Énée s’engouffre dans le passage dès que le gardien a sombré
et quitte en vitesse le bord de l’eau interdite au retour.425
Immédiatement se font entendre des voix, un vagissement immense,
les âmes de tout petits en pleurs, ceux qu’au seuil du premier âge,
exclus par le sort d’une douce vie et ravis au sein maternel,
un sombre jour a emportés et précipité dans une mort amère.
Tout à côté voici les condamnés à mort sur une fausse accusation.430
Et ce n’est pas, bien sûr, sans décision du sort ni juge que l’on accède à cette place.
Minos est l’instructeur. Il agite l’urne, convoque un jury
d’âmes silencieuses et étudie les vies et les accusations.
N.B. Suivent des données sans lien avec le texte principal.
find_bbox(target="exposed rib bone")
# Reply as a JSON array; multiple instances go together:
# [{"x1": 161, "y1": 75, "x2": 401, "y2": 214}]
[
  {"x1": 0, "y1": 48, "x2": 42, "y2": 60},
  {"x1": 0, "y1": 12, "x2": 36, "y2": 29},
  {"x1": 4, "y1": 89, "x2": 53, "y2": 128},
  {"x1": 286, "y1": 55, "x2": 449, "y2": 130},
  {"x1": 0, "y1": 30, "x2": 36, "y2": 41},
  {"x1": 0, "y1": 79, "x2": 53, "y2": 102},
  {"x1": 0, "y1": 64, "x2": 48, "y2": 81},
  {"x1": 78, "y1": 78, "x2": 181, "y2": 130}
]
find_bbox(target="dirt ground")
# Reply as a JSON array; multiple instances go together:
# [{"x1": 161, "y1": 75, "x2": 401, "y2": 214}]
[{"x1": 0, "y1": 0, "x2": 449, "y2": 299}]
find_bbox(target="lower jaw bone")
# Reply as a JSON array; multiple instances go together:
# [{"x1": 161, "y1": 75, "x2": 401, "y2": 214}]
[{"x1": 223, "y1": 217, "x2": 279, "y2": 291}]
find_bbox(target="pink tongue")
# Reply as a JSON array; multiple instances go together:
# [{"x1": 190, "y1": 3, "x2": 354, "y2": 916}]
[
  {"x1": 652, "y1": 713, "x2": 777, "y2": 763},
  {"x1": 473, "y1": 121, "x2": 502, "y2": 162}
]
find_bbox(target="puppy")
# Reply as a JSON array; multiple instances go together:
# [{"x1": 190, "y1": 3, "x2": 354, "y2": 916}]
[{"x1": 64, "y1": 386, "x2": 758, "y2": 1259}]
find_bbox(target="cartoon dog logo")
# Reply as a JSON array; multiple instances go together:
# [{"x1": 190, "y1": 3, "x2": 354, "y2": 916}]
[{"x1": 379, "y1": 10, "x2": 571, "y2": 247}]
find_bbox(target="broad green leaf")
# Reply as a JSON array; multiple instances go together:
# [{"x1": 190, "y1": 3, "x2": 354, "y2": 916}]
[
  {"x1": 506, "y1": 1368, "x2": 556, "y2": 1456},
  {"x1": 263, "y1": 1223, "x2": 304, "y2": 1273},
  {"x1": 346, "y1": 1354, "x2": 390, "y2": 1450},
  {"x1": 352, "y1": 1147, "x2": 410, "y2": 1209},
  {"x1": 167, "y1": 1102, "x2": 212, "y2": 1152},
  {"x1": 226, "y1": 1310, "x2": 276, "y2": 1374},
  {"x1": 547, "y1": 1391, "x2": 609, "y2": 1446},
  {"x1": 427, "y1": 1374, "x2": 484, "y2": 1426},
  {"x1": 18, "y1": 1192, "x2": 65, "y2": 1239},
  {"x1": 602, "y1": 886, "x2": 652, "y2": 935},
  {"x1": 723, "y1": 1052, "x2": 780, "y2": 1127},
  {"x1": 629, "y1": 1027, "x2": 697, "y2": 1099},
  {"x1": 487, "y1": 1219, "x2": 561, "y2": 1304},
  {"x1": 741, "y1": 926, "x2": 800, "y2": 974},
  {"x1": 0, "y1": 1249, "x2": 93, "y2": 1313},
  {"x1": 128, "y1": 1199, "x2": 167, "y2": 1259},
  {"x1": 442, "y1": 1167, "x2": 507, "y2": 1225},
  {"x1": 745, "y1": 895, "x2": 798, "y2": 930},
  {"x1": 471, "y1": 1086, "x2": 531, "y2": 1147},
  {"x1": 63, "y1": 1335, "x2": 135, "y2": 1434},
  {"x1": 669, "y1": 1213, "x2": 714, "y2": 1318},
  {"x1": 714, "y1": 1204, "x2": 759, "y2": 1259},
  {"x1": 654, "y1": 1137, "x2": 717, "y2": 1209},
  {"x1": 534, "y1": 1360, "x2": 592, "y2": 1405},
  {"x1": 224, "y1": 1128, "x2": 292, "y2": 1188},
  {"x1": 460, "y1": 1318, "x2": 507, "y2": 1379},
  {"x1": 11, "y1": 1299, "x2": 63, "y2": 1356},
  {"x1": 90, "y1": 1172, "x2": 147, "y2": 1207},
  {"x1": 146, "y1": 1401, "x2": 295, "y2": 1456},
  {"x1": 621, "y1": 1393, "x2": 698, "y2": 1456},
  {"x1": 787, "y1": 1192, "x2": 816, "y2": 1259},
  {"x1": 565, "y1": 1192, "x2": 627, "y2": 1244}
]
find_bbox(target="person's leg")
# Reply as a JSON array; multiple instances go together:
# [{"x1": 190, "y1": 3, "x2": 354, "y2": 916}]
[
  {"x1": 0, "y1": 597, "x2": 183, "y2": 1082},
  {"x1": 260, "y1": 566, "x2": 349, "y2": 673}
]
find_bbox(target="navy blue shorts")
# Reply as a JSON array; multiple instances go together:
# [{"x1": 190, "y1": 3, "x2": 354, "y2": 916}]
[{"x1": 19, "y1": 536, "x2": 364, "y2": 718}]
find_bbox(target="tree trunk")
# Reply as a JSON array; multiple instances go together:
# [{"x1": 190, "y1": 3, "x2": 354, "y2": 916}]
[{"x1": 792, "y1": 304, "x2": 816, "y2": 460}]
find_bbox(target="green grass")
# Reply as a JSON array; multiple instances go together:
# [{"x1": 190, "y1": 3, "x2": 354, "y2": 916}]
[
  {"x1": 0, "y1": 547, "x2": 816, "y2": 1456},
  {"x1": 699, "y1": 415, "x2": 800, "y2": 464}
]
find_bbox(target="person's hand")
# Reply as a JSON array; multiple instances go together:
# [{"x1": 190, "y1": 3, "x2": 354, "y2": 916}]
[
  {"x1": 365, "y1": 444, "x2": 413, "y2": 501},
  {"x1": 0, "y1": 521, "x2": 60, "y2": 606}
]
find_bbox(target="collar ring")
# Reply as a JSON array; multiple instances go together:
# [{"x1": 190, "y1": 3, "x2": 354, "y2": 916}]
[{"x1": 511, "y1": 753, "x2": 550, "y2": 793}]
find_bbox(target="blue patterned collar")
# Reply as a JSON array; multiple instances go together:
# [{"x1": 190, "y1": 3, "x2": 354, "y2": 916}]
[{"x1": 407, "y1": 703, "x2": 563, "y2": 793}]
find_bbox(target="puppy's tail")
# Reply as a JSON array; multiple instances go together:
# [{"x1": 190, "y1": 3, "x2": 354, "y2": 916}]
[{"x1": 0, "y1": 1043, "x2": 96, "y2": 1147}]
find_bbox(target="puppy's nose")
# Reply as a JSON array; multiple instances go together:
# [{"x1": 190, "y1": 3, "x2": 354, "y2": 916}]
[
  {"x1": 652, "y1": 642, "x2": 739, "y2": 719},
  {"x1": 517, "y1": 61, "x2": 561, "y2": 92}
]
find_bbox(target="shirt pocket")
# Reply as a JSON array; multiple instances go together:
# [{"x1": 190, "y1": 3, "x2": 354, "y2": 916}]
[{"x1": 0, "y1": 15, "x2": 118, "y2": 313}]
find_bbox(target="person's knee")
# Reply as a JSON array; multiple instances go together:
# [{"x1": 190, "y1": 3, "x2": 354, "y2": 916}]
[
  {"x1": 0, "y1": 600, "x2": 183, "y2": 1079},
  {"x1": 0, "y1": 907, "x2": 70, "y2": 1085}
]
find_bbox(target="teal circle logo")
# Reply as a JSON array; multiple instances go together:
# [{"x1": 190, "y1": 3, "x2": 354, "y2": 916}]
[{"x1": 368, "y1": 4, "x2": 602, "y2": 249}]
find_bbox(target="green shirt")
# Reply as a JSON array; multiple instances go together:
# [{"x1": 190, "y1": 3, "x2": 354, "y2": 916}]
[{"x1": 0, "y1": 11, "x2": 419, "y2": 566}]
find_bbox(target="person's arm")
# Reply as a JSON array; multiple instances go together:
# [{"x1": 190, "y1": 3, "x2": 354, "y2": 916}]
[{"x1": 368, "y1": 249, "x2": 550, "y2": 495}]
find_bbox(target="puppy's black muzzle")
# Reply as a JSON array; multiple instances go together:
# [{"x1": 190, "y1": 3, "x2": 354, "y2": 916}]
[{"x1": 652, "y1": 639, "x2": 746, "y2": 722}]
Tout proche, le lieu suivant est occupé par les désespérés. Ceux-là se sont donné la mort,
innocents pourtant, de leur propre main, et ne supportant plus la lumière du jour435
ont rejeté leur vie. Comme ils voudraient dans l’éther d’en haut
endurer maintenant même la pauvreté et les plus durs travaux !
Cela n’est pas permis. Le triste marais dont l’eau n’offre rien d’aimable
les emprisonne et neuf méandres du Styx les enserrent.